I’m trying to implement a learnable loss weight for a multi-task setup. (mostly inspired from: How to learn the weights between two losses?)
The following snippet is a minimal example of a multi-task model and a mult-task loss with a learnable loss weight.
The issue is the following implementation only updates the loss weight but not the model weights. How can I optimize for both the loss weight and model weights?
from typing import Dict
import torch
import torch.nn as nn
class Model(nn.Module):
def __init__(self):
super().__init__()
self.classifier = nn.Linear(10, 3)
self.regressor = nn.Linear(10, 1)
def forward(self, x):
classifier_op = self.classifier(x)
regressor_op = self.regressor(x)
return {
"classification": classifier_op,
"regression": regressor_op
}
class MultiTaskLoss(nn.Module):
def __init__(self,
loss_mapping: Dict[str, nn.Module] = {"classification": nn.CrossEntropyLoss(), "regression": nn.MSELoss()}):
super().__init__()
self.loss_mapping = loss_mapping
self.loss_weights = nn.Parameter(torch.ones(2))
def forward(self,
model_output: Dict[str, torch.Tensor],
targets: Dict[str, torch.Tensor]):
losses = []
for task_name, task_op in model_output.items():
loss_fn = self.loss_mapping[task_name]
loss_value = loss_fn(task_op, targets[task_name])
losses.append(loss_value)
losses = torch.Tensor(losses)
# loss_weighting
losses = losses * self.loss_weights
return losses.sum()
model = Model()
mlt_loss = MultiTaskLoss()
params = list(model.parameters()) + list(mlt_loss.parameters())

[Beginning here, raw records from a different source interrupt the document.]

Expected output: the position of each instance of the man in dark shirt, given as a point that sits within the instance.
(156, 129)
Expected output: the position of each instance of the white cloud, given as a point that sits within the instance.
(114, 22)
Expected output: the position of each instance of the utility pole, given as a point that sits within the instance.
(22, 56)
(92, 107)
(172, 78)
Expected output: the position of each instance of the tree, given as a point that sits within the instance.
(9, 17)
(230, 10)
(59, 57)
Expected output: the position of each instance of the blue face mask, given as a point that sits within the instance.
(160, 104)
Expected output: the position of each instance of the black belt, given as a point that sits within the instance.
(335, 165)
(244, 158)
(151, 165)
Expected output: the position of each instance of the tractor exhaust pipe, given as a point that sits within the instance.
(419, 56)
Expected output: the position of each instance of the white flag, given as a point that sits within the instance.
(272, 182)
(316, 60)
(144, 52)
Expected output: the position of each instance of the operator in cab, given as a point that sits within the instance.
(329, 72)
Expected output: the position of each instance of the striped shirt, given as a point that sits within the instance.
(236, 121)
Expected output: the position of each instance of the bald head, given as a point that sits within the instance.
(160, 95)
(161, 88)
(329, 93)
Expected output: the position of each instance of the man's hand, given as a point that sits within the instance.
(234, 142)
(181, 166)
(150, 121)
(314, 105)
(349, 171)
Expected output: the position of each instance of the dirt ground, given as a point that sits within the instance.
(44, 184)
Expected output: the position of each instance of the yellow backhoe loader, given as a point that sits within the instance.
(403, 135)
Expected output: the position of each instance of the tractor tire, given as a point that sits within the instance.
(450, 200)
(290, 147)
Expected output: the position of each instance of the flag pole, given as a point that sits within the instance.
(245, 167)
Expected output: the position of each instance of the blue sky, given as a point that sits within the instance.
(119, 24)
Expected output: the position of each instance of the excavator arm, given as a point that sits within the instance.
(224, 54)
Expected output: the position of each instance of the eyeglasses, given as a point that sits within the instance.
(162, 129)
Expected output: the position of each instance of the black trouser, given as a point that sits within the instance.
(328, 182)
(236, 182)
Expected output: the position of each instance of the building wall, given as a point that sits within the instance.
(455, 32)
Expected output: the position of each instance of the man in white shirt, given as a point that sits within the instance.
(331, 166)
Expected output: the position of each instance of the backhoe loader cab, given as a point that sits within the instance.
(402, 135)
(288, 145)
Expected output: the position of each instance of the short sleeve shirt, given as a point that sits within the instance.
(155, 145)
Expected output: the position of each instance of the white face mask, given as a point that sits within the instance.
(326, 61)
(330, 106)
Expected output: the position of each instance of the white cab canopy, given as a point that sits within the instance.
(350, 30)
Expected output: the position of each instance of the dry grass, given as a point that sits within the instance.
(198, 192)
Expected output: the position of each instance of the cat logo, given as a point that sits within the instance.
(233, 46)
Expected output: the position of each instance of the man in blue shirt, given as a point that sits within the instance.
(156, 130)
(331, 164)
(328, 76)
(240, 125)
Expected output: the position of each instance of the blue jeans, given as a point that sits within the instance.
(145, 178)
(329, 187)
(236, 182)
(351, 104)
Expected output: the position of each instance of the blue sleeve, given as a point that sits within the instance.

optimizer = torch.optim.Adam(params, lr=0.1)
# train
for i in range(3):
ip = torch.rand((1, 10))
targets = {
"classification": torch.Tensor([[1, 0, 0]]),
"regression": torch.rand([1])
}
optimizer.zero_grad()
model_op = model(ip)
loss = mlt_loss(model_op, targets)
loss.backward()
optimizer.step()
# printing the parameters of the optimizer
print(f"\nEpoch {i}")
for t in optimizer.param_groups[0]['params']:
print(t.shape, t.mean().item())
The following shows all the learnable parameters applicable to the optimizer:
for t in optimizer.param_groups[0]['params']:
print(t.shape, t.requires_grad)
torch.Size([3, 10]) True < classifer weight
torch.Size([3]) True < classifier bias
torch.Size([1, 10]) True < regressor weight
torch.Size([1]) True < regressor bias
torch.Size([2]) True < loss weight
The above snippet prints the mean of the each weight after each epoch (which shows only the loss weight has been updated but not the rest of the parameters - only the last weight is updated in the output after each epoch):
Epoch 0
torch.Size([3, 10]) 0.07859472185373306
torch.Size([3]) 0.000278279185295105
torch.Size([1, 10]) -0.04856250435113907
torch.Size([1]) -0.26647862792015076
torch.Size([2]) 0.8999999761581421
Epoch 1
torch.Size([3, 10]) 0.07859472185373306 < not updated
torch.Size([3]) 0.000278279185295105 < not updated
torch.Size([1, 10]) -0.04856250435113907 < not updated
torch.Size([1]) -0.26647862792015076 < not updated
torch.Size([2]) 0.8023112416267395 < updated
Epoch 2
torch.Size([3, 10]) 0.07859472185373306 < not updated
torch.Size([3]) 0.000278279185295105 < not updated
torch.Size([1, 10]) -0.04856250435113907 < not updated
torch.Size([1]) -0.26647862792015076 < not updated
torch.Size([2]) 0.7098063230514526 < updated
How can I make both the model and loss weight parameters updated in this setting?